「大反論」に反論(じゃないけど)

2010-04-27 mardi

週刊ポストの中吊り広告を見て、びっくりした話は昨日ツイッターに書いた。
「上野千鶴子に内田樹が大反論!」というアオリの効いたタイトルがつけてあるけれども、もちろんこれはポスト編集部の客寄せ「羊頭狗肉」タイトルであって、中身は「大反論」などいうほど気合いの入っていない「いつもの話」である。
その中の上野「おひとりさま」論に直接言及した箇所は以下の通り。

 『おひとりさまの老後』には強い違和感を持ちました。あの本の核心は「家族が嫌い」ということをカミングアウトした部分でしょう。「家族に何の愛情も感じてないから、世話になる気もないし、世話をする気もない」と考えている人が現に大量に存在している。

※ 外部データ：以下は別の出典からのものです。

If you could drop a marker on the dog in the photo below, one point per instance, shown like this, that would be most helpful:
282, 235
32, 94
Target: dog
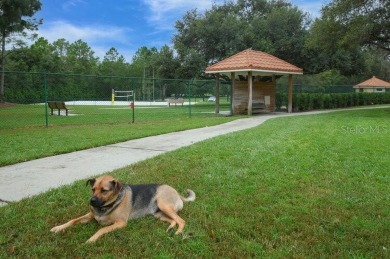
113, 204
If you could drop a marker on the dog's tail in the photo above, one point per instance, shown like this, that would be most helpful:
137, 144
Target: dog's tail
190, 196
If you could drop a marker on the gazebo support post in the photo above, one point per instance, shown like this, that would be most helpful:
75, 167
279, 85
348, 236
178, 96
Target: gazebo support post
250, 90
290, 91
232, 87
217, 93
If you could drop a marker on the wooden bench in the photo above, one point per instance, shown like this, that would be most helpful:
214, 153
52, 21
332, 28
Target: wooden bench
176, 101
59, 106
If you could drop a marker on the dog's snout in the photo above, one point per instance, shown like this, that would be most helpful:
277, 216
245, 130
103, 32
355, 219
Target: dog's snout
96, 202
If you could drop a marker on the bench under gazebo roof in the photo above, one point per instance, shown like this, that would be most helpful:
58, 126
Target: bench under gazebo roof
373, 83
252, 63
260, 63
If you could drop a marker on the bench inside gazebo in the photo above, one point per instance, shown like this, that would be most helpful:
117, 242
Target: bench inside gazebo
253, 75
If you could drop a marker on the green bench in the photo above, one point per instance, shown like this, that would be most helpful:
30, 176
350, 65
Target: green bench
58, 106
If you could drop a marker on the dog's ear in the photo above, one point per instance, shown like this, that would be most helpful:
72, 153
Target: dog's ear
115, 185
91, 182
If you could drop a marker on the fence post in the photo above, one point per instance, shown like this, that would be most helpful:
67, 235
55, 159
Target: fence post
46, 96
189, 97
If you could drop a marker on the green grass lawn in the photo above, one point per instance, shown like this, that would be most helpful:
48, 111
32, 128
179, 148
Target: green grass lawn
25, 137
313, 186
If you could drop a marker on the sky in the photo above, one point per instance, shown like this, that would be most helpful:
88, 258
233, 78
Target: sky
126, 25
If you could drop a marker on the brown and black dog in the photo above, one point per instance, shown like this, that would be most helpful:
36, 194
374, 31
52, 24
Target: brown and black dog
113, 204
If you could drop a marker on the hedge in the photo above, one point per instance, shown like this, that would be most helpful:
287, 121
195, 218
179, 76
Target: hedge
318, 101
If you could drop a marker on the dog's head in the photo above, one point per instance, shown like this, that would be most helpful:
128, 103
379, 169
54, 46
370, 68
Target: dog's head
105, 190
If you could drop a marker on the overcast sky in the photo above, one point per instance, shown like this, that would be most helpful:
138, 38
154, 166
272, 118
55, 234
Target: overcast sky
125, 25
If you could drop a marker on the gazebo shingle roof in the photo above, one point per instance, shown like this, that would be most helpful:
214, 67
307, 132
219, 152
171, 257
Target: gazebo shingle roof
252, 60
372, 83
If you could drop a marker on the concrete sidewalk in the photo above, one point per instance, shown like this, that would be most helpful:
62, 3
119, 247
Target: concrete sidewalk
33, 177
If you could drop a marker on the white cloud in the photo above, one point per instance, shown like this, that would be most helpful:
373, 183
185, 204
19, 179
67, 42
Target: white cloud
162, 11
62, 29
72, 3
99, 37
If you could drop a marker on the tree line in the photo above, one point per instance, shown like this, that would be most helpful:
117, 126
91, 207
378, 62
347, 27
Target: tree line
348, 42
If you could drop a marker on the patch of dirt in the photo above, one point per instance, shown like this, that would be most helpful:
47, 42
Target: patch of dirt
5, 104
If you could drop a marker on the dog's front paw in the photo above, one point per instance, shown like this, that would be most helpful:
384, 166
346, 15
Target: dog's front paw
57, 229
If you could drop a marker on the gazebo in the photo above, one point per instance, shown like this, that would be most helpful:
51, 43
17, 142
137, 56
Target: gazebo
372, 85
253, 75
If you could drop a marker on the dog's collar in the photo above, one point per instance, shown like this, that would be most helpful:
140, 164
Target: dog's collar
107, 209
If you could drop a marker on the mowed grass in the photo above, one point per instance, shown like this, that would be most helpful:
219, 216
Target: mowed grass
25, 137
313, 186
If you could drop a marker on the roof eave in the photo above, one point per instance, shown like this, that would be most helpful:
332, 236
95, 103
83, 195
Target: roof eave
260, 71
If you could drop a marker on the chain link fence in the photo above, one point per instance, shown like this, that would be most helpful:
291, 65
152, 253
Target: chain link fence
93, 99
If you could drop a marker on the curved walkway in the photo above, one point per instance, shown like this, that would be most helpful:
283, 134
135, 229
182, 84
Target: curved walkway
33, 177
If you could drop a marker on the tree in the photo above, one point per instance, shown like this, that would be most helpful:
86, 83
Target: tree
15, 17
360, 22
81, 58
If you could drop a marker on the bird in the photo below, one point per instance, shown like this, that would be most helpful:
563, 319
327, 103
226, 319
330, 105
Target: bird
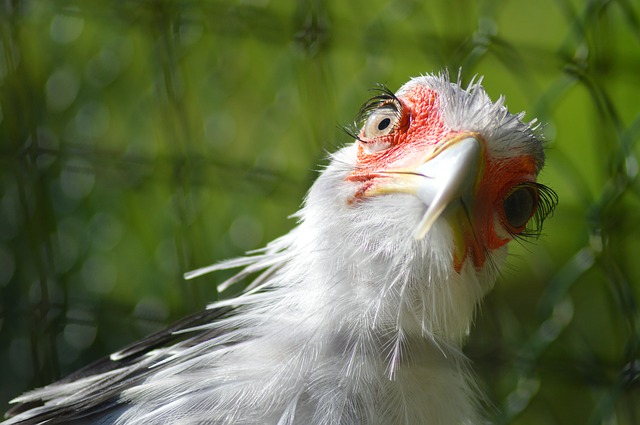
360, 313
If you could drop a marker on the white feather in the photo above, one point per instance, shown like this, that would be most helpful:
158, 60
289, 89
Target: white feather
354, 321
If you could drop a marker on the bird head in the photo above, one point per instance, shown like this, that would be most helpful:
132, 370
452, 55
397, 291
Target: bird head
468, 160
438, 181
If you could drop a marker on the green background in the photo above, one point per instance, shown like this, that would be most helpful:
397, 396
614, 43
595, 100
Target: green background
143, 139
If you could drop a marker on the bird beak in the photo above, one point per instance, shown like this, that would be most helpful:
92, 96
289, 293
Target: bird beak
448, 175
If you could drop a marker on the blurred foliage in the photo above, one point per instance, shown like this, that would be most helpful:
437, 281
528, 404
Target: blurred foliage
145, 138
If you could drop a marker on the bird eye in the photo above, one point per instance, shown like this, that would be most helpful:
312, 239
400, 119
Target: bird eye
381, 122
519, 207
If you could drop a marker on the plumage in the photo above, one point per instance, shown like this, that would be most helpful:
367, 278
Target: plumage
358, 315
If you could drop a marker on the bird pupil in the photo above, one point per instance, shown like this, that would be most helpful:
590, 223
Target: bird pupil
519, 207
384, 123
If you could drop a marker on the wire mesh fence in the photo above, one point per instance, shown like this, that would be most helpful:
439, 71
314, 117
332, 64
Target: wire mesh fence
146, 138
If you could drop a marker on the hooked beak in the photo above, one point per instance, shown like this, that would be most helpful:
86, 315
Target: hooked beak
447, 176
450, 176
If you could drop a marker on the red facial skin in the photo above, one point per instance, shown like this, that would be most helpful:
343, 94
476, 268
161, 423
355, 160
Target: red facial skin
418, 133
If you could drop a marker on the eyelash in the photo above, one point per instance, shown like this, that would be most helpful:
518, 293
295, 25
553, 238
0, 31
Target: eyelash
546, 203
384, 97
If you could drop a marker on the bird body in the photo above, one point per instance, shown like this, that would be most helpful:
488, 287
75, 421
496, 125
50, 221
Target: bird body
358, 315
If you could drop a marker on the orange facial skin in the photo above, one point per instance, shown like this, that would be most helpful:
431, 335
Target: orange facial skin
418, 133
494, 185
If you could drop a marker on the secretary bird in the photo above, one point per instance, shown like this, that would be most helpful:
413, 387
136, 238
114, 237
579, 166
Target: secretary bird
357, 315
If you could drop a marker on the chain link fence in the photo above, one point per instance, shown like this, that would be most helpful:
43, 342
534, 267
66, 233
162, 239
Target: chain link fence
142, 139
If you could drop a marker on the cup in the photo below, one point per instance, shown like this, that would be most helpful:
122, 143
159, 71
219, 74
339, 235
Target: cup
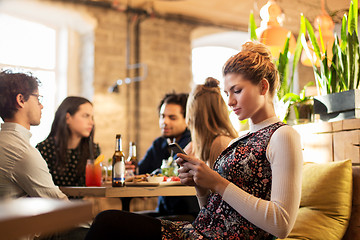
93, 174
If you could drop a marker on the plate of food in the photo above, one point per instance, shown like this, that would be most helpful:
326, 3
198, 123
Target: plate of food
152, 180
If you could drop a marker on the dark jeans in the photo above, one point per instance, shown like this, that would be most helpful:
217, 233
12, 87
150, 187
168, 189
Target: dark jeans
73, 234
116, 224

でも、その心情は抑圧されていた。上野さんがそれを代弁したことがひろく共感を呼んだのだと思います。でも、ぼくはそれは「それを言っちゃあ、おしまいだよ」という言葉だったと思います。
 「ひとりで生きる」ことが可能だというのは、それだけ社会が豊かで安全だということです。その前提条件が満たされた場合にのみ、「そういうこと」が言える。その前提が成立しないところでの「おひとりさま」はきわめてリスクの高い生き方だと思います(…)
フェミニズムはある条件内では整合的な社会理論ですけれど、経済の「右肩上がり」が前提になっている。「活発な消費活動を行えるだけの資力がある」ということが「おひとりさま」ライフの暗黙の前提です。
21世紀に入ってからは、「消費活動をどうやって活性化するか」だけを考えていればいいという状況ではなくなっています。ぼくたちは「貧しい資源をやりくりする」状況に適応しなければならない。
上野さんの「おひとりさま」コミュニティーはあくまで「強者連合」でしょう。お金があり、社会的地位があり、潤沢な文化資本のある人はそこに参加できて、快適に暮らせるでしょうけれど、その条件を満たす人は今はもうごく少数しかいない。その人たちにしてもお金がなくなったり、失職したり、病気になって自立能力を失ったら、快適な「おひとりさま共同体」からは出て行かなければならない。貧しいとき、病めるときにはその支援をあてにできない共同体にはあまり意味がないとぼくは思います。それより、緊急の問題は大多数の「ひとりでは暮らせない」人たちがどうやって他者と共生するスキルを開発することでしょう。

別に「大反論」などというものではない。
ある種の社会理論はそれが適合する歴史的条件のときがあり、適合しないときもある。
フェミニズムは「豊かな時代」の社会理論である。
社会が豊かで安全であるときは妥当するカバリッジが広く、社会が貧しく危険なものになればカバリッジが狭くなる。
それだけの話である。
別にフェミニズムには原理に致命的な瑕疵があるとか、その歴史的使命を終えたとかいうことを申し上げているのではない。
それを信奉することによって「生きやすくなる人」と「生きにくくなる人」の比率を私は問題にしているのである。
若く、貧しく、社会的リソースへのアクセスが限られている人たちには、「ひとりで生きるため」に努力するよりも、「共生のためのスキルを高めるため」に努力する方が生き延びるチャンスが高いということをアナウンスしているだけである。
長く苦しい努力の末に、豊かな社会的資源をひとりで享受できる立場になれた人は、好きでもない他人と共生する能力など必要などないのだから、そういう人たちが「そんなものは要らない」と言うのは正しい。
でも、そのようなことが言える人を標準にした社会理論の適用範囲はすでにそれほど広くはないし、これからはさらに広くなくなるだろう。